Sie setzen sich sehr dafür ein, dass den intergenerationellen Begegnungen, die zwischen Kindern und alten Menschen in Betreuungseinrichtungen durchgeführt werden, von Beginn an ein Projektkonzept zugrunde liegt, das Ziele und Massnahmen näher beschreibt. Was sind Ihre Beweggründe dafür?

Die Motivationen und Ziele der Initianten rund um die Betreuung, Pflege und Lernförderung von Kindern und alten Menschen sind oft sehr unterschiedlich. Zum einen kann eine Projektverantwortliche besonderen Wert darauf legen, dass alten Menschen mehr soziale Kontakte mit Kindern und Jugendlichen ermöglicht werden, um ihre Isolation zu vermindern. Zum anderen könnten es Betreuerinnen als wichtiger erachten, dass Kinder lernen, mit alten Menschen vertrauensvoll umzugehen, um schlussendlich Altersstereotypen zu vermeiden.

Es ist spannend, verschiedene Visionen und Werte von Initianten und Teilnehmern in Betreuungsgruppen zu erkennen und in ein intergenerationelles Projekt konstruktiv zu integrieren. Diese Entdeckungsreise kann leichter vor sich gehen, wenn Initianten wissen, welche positiven Auswirkungen und möglichen Schwierigkeiten in der intergenerationalen Forschung dazu schon hinreichend anerkannt sind. Eine Zusammenfassung von bekannten Schwerpunkten und Konzepten kann für Organisatoren ein Anstoss sein, die Prioritäten von gemeinsamen Aktivitäten mit Kindern und alten Menschen in ihrem Umfeld zu klären. Zudem ist ein gemeinsamer Austausch zwischen Betreuern, Erzieherinnen und den Angehörigen über die Interessen und Prioritäten aller Menschen, die beteiligt sind, wertvoll. Sind Ziele und Schwerpunkte in einem Konzept geklärt und abgestimmt, kann auf dieser gemeinsamen Basis die praktische Planung und Organisation der intergenerationellen Aktivitäten in den Vordergrund treten.

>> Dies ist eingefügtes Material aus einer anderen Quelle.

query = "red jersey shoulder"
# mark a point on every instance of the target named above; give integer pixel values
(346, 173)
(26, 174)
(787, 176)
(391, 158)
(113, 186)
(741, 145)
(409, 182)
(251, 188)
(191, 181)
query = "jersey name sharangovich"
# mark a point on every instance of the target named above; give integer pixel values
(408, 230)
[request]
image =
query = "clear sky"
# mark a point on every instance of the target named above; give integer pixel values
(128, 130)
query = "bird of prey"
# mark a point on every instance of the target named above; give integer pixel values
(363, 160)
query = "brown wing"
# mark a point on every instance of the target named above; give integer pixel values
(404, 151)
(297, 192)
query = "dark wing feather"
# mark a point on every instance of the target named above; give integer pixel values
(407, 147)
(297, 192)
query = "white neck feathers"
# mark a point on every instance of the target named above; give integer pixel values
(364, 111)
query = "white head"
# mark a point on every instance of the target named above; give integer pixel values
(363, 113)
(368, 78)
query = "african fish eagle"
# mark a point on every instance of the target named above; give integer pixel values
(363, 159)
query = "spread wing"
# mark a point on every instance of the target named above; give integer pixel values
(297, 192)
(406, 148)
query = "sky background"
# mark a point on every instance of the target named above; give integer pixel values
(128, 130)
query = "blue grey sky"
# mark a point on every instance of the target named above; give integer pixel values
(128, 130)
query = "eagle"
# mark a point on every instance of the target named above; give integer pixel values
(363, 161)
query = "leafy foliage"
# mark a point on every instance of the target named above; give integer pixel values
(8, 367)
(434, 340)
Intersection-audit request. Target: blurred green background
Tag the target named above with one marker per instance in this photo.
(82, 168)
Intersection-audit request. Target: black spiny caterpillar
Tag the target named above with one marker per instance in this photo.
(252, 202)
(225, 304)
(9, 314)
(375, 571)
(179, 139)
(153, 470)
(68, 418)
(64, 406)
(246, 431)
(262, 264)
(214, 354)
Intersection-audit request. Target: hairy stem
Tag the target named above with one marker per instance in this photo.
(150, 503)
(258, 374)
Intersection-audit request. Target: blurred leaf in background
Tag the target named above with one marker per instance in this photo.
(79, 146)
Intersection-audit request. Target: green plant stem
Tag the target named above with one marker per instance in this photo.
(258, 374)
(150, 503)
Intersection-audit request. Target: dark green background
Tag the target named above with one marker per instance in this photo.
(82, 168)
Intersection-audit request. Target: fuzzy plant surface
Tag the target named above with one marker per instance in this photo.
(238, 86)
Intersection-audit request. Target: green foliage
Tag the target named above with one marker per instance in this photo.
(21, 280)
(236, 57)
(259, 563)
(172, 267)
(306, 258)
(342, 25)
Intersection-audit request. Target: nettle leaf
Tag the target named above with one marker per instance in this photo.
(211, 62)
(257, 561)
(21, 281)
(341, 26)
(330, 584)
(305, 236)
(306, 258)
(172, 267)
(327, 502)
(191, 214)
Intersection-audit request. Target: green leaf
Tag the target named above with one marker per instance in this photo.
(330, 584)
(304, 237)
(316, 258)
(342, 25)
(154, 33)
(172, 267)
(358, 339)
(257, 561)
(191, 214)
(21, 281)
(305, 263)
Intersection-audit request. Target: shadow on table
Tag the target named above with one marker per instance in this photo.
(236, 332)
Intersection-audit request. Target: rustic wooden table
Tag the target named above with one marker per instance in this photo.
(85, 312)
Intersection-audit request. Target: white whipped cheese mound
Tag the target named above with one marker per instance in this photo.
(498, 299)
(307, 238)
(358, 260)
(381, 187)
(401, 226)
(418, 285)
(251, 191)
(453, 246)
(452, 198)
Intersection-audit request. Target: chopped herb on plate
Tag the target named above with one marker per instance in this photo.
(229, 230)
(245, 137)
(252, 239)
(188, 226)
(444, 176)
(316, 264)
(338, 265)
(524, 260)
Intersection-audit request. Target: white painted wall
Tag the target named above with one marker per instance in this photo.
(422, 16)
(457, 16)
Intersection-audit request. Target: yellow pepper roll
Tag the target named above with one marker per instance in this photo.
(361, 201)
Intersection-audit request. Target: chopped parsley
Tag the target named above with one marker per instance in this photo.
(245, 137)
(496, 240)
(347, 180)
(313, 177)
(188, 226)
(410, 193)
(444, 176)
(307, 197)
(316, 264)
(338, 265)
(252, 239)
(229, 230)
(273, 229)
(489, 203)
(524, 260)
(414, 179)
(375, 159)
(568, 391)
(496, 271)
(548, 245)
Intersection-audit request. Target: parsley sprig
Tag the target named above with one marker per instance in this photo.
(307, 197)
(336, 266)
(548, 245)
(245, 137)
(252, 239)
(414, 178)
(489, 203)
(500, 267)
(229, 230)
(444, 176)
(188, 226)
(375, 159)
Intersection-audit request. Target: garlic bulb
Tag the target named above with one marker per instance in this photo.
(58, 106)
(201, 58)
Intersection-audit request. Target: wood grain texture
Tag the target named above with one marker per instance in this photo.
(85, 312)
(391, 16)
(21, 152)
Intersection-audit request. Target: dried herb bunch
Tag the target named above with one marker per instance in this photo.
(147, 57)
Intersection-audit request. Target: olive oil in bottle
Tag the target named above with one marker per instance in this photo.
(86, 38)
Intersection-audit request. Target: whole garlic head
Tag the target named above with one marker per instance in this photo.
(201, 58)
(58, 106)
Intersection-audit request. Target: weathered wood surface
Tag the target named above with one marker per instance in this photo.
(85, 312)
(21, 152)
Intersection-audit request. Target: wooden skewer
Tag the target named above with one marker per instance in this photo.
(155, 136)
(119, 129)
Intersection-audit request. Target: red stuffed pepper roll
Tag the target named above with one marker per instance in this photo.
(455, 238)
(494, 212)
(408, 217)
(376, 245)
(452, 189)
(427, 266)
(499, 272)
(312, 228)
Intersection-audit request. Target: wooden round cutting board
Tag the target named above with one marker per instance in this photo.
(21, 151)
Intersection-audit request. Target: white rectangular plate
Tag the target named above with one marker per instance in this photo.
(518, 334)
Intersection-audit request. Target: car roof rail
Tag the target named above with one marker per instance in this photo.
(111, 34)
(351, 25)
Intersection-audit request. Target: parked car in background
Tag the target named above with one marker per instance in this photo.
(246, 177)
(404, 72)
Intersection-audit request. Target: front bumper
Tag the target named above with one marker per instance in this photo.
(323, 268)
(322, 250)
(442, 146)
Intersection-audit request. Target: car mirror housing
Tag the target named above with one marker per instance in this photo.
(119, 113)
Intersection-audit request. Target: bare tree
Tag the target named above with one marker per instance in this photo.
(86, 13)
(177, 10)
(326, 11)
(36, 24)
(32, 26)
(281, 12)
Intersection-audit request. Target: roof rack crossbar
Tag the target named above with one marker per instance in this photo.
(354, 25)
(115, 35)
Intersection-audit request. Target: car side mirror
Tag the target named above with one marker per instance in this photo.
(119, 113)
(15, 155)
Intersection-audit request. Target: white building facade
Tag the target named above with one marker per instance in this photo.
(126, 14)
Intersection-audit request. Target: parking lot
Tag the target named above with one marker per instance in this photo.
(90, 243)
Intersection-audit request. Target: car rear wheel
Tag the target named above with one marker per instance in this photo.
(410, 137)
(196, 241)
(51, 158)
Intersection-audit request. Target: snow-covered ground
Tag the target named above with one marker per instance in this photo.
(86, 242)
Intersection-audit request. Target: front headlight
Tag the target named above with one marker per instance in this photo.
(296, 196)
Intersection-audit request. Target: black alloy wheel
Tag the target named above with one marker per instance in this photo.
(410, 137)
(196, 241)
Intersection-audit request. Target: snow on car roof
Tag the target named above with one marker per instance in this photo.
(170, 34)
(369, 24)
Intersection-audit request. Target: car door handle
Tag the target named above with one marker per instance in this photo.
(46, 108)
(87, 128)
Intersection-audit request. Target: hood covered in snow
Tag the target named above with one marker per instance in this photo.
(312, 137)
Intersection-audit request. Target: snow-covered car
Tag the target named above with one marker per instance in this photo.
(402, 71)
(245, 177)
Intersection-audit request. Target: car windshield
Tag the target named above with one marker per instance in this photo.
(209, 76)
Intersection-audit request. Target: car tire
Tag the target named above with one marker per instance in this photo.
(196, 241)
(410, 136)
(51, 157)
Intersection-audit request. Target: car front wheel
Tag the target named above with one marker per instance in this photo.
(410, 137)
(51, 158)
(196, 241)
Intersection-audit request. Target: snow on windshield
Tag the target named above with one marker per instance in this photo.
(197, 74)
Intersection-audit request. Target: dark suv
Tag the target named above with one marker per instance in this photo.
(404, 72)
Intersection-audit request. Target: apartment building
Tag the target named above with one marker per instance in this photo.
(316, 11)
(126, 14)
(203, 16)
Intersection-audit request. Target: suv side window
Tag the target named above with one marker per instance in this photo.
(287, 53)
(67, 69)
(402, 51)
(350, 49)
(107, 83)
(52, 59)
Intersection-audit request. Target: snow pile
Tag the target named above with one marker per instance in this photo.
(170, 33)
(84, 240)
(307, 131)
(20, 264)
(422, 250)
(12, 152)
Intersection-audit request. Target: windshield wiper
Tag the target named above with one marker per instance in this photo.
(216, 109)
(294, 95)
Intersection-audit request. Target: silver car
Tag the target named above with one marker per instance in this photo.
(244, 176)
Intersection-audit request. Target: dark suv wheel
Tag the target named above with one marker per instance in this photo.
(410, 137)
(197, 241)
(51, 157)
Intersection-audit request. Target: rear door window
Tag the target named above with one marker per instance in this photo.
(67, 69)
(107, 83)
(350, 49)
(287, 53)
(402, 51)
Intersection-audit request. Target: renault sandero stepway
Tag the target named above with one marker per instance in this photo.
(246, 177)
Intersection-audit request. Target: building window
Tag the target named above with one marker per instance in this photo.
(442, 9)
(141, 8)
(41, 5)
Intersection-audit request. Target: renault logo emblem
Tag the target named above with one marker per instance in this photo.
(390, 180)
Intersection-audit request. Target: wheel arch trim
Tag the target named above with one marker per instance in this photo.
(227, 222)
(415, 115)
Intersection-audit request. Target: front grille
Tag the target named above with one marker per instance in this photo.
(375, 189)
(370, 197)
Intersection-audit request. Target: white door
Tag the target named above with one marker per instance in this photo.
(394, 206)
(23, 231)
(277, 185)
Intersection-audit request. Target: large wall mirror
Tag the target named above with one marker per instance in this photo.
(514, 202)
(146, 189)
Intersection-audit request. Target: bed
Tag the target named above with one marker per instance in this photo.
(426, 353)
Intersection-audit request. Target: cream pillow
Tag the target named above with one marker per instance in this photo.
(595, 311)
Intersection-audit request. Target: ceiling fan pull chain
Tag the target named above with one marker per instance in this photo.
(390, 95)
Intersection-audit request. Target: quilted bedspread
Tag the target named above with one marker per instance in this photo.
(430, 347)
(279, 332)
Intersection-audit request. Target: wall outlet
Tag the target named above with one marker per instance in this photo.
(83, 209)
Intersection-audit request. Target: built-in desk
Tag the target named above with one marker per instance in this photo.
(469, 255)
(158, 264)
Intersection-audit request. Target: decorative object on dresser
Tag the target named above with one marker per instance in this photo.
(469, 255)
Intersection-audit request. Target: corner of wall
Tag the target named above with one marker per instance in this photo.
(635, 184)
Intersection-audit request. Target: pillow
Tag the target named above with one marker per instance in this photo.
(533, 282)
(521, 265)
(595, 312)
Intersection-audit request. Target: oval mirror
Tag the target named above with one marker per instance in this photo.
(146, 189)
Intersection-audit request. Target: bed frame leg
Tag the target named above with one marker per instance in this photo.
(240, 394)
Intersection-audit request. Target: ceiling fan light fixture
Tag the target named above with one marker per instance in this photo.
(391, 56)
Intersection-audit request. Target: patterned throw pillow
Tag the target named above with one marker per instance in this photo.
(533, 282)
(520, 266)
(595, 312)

Durch den Austausch über Prioritäten aller Beteiligter aber auch die sorgfältige Beobachtung aller Betroffenen können die Initianten von intergenerativen Projekten wichtiges Grundwissen von Anfang an einbringen. Aus der Forschung wie auch aus den Erfahrungen in der Umsetzung ist zum Beispiel hinreichend bekannt, dass in Betreuungsstätten, in denen Kinder und alte Menschen regelmässig unter einem Dach zusammenkommen können, die Beziehungen zwischen Alt und Jung vertrauter sind, als wenn Aktivitäten sporadisch oder in fremder Umgebung stattfinden. Mit diesem Wissen kann angestrebt werden, ein neues Projekt möglichst von Anfang an innerhalb einer Betreuungsstätte umzusetzen. Ideal ist es, wenn deshalb eine Kita oder Spielgruppe innerhalb eines Alterswohnbereichs eingeplant wird.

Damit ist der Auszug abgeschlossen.